イングランドの歴史
イングランドの歴史(イングランドのれきし)では、グレートブリテン島のイングランド地域の歴史について記述する
古代
[編集]ケルト人がイングランドに流入してきたのは紀元前7世紀頃と見られている。ケルト人は鉄器と共にヨーロッパにやって来ており、この遺物を調査することによって彼らがいつ頃グレートブリテン島にやって来たかが判る。しかしそれ以前にイングランドにも石器時代の存在は確認されており、ストーンヘンジなどの巨石による遺跡も残されている。これを建設した民族がどのような民族であったかはよく分かっていない。 ケルト人は重量のある犂を使用して先史時代には手がつけられなかった土地を開墾し、紀元前1世紀にはブリテン島の総人口は25万人程度に達していた[1]。
紀元前55年ローマのユリウス・カエサルが侵入、43年にはローマ皇帝クラウディウスによってグレートブリテン島の大部分が占領された。ただし、スコットランド、アイルランド地域にはローマの支配は及ばず、この地域のケルト人が度々イングランドに侵入してきたため、ローマ人によって現在のイングランドとスコットランドの境界付近に長城が建設された。ローマはこの地域をブリタンニアと呼んだ。これが現在のブリテン島の起源である。またブリタニア支配の拠点としてロンディニウムを建設した。これが現在のロンドンの起源となっている。又ローマ人は在地のケルト人をブリトン人と呼んだ。
ローマ人はブリテン島で痕跡が確認されているものだけでも約500か所のヴィラを営み、100か所のタウンを建設した。そして、それらを結ぶ総延長5000マイルを超える道路網や、カー・ダイクのような溝渠を建設した。ローマ時代のブリテン島の総人口は50万人から150万人と諸説あり、正確な数はわからない[1]。

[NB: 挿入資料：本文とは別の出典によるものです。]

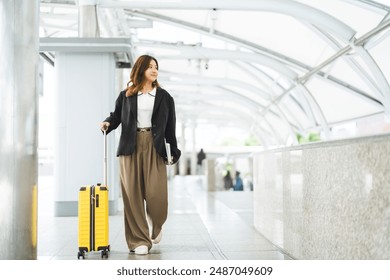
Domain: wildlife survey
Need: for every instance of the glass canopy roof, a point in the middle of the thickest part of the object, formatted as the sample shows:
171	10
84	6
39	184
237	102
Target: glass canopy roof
274	69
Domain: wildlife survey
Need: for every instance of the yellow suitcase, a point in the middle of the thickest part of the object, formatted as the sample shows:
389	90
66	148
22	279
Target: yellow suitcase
93	216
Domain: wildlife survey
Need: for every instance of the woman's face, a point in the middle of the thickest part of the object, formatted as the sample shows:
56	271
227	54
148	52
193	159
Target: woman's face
152	72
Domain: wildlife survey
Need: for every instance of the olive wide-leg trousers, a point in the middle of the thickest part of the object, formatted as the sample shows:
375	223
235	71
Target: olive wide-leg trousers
144	187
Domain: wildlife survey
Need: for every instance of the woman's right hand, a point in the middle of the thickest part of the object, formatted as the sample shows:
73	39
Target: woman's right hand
104	126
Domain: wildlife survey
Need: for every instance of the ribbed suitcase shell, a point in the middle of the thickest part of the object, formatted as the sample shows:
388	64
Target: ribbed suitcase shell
93	220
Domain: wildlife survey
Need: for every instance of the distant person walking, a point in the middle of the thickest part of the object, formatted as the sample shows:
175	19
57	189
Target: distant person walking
238	186
200	157
228	181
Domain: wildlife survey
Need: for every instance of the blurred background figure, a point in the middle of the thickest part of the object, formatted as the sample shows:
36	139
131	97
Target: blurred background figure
201	156
228	181
238	186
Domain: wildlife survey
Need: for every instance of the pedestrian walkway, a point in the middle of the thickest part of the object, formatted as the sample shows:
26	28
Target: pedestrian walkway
201	225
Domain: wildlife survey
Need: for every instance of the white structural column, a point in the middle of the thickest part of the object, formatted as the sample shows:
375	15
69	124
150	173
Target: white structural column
19	57
193	150
210	175
85	96
183	158
88	21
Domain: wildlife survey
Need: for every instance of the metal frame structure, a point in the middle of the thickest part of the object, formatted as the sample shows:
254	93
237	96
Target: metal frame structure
279	91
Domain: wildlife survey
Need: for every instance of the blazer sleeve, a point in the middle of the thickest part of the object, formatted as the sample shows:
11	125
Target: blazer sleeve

5世紀になるとゲルマン人の侵入が始まりローマ帝国に混乱が広まった。ローマはブリタニアでの植民をあきらめて大陸へと引き返した。449年にアングロ・サクソン人がグレートブリテン島に侵入をはじめ、元々住んでいたケルト系住人はアングロ・サクソン人に征服され同化し、一部はコーンウォール、ウェールズ、スコットランドに押し出される形になった。ただしアングロ・サクソン系諸王国が形成されるまでのブリタニアには歴史記録が乏しく、正確なことはあまり分かっていない。
中世
[編集]ヘプターキー
[編集]グレートブリテン島に侵入したアングロ・サクソン人(アングル人・ジュート人・サクソン人)はノーサンブリア、マーシア、イーストアングリア、エセックス、ウェセックス、ケント、サセックスなどの7つの王国を建設し、覇権を争った。このイングランドに7つの王国が並立した829年までの380年間を七王国時代と言う。七王国時代の初めに有力だったのはアングル人の王国であった。そのため、ローマはこの地はアングル人の土地と言う意味でアングリア(Anglia)と呼んだ。このアングリアをアングロサクソン風に言うとイングランドとなる。8世紀には七王国のうちアングル人の王国マーシアにオファ王(在位:757年 - 796年)が登場し、イングランドに覇を唱えた。オファはフランク王国のシャルルマーニュと対等にわたり合い、西のウェールズとの境にオファの防塁を築いた。七王国時代の最後に現れたのはサクソン人のウェセックスで829年にはウェセックス王のエグバートが統一を達成した。この時代の重要な考古学的遺跡は1939年に発掘されたサットン・フーで、イースト・アングリア王国の船葬墓である。
ヴァイキングの侵入
[編集]しかしこれと同時にデンマークのヴァイキングであるデーン人の侵入が活発になってきた。このデーン人の侵入に対抗してイングランドの中興を担ったのがアルフレッド大王である。しかしその後もデーン人の侵入は続き、1016年にはデンマークのクヌートによってアングロサクソンの王がイングランドから追い出され征服王朝であるデーン朝(北海帝国)が成立した。その後アングロサクソンによる王朝が復活したものの、デーンやドーバー海峡の対岸にあるノルマンディー公のイングランドに対する干渉はますます強くなってきた。
ノルマン・コンクエスト
[編集]こうした状況の中でエドワード懺悔王が嗣子のないまま死亡すると、その後王位についたエドワードの義弟ハロルド・ゴドウィンソンに対して1066年、ノルマンディー公ギヨームとノルウェー王ハーラル3世がトスティを擁して異議を申し立て、ノルウェー軍はイングランドに侵入したが(スタンフォード・ブリッジの戦い)、ハロルドはこれを撃退した。ノルマンディー公軍に対してはヘイスティングズの戦いに敗れ、ハロルドは戦死した。ロンドンを占領したギヨームはウェストミンスター寺院においてイングランド王に即位し、イングランド王ウィリアム1世を名乗った。これによりアングロサクソンによる王統は途絶え、征服王朝としてノルマン朝が成立した。ノルマンディー公ギヨームによる一連のイングランド征服をノルマン・コンクエストと言う。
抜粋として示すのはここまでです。